Solo undici di loro sopravvissero e furono salvati da chi per giorni lavorò per estrarli vivi. Lorenzo Gagliardi, comandante della stazione del soccorso alpino di Roccaraso, oggi continua a fare il proprio lavoro. È stato promosso maresciallo aiutante della Guardia di Finanza, corpo in cui lavora da trent’anni e ha un solo desiderio, che «tragedie di questo tipo possano non avvenire più».
I ricordi di quella notte sono ancora nitidi. «Certi momenti non li può dimenticare, perché ciò che accadde è stato un evento unico nel mio percorso lavorativo – racconta -. Ho lavorato su valanghe, su terremoti, ma mai avevo affrontato i due eventi insieme che provocano il crollo di una struttura. Eravamo stati allertati per un’altra valanga con una persona che è poi stata ritrovata morta su Campotosto e poi nel corso del viaggio dalla mia sala operativa fummo dirottati verso Rigopiano dove però non avevamo idea di cosa fosse successo». Intorno all’una di notte arrivarono lungo la strada dove una colonna di mezzi fermi era bloccata dietro a una turbina con neve altissima e tronchi a ostruire il passaggio. Non si passava. «Chiesi ai volontari del soccorso alpino – ricorda – se se la sentissero di andare su. Partimmo in 12, di cui 4 della Guardia di Finanza, dopo aver preso il materiale necessario. Camminammo per due ore e mezzo con una bufera e il rischio di valanghe, tenendoci a debita distanza l’uno dall’altro per consentire l’eventuale autosoccorso. Perché la montagna non ti avvisa se decide di far cadere altra neve». A illuminare il cammino solo le torce. Quando arrivarono si trovarono davanti una scena surreale e drammatica.
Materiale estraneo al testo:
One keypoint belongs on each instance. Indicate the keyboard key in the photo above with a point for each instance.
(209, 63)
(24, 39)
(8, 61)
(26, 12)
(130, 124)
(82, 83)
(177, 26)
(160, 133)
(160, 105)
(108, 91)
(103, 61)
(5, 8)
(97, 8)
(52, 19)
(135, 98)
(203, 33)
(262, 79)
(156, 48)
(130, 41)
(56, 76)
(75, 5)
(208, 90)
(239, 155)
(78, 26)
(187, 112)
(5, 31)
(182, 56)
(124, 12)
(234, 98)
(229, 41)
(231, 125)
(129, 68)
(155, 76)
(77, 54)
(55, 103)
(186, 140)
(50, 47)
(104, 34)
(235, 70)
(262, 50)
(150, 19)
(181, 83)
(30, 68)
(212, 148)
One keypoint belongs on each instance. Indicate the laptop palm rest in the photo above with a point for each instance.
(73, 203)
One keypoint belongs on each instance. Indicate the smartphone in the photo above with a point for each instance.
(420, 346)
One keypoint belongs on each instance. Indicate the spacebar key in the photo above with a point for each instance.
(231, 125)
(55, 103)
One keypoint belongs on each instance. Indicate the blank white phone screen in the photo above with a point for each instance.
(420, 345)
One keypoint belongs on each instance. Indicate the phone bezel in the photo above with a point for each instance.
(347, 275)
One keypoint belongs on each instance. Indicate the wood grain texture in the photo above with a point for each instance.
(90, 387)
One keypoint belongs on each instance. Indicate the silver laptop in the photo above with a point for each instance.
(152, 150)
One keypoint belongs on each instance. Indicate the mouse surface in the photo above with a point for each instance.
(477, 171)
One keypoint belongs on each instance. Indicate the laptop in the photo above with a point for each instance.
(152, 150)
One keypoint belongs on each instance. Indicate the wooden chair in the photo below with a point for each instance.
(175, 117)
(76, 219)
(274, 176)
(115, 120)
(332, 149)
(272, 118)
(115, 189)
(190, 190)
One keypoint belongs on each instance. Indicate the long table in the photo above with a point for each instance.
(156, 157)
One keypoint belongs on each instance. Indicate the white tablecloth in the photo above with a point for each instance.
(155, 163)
Il resto fa parte di una storia che tutti tristemente conoscono. Gagliardi e i suoi uomini non abbandonarono il campo fino a intervento concluso, lavorando in squadra con tutti i soccorritori. Per giorni si impegnarono per cercare di salvare la vita a quante più persone possibile. Con una serenità tipica di chi ha votato la propria vita ad aiutare gli altri, spiega: «Oggi continuo a essere a disposizione dell’utente. Fa parte del mio lavoro, per lo più mi occupo di soccorso in montagna, ma facciamo qualsiasi attività dove serve». E ammette che ha salvato altre vite. Come l’anno scorso a Capodanno, quando coi suoi uomini intervenne «per portare in salvo un uomo che per tre giorni era rimasto isolato in un rifugio». Ancora sotto la neve, ancora in mezzo alla bufera, di nuovo dopo ore di cammino. La sua gratificazione più grande è «quella di qualsiasi soccorritore: quando riesci a salvare vite umane e riportarle dai loro familiari». Paura? «Il rischio c’è sempre – spiega Gagliardi – e quando parto avviso sempre mia moglie. Ma ci addestriamo per questo, è il nostro compito. Certo, valutiamo il rischio, non andiamo sprovveduti. Ma il caso lo devi accettare. Perché poi la parte più bella, come a Rigopiano, è quando vedi un bambino che esce dalle macerie e ti sorride». Il finanziere alle commemorazioni ha incontrato le famiglie dei superstiti o di chi ha lasciato la vita a Rigopiano. «Ancora – dice – qualcuno ci ringrazia. Rimpianti? So che ho fatto tutto il possibile, ma spero che in futuro cose così non accadano più».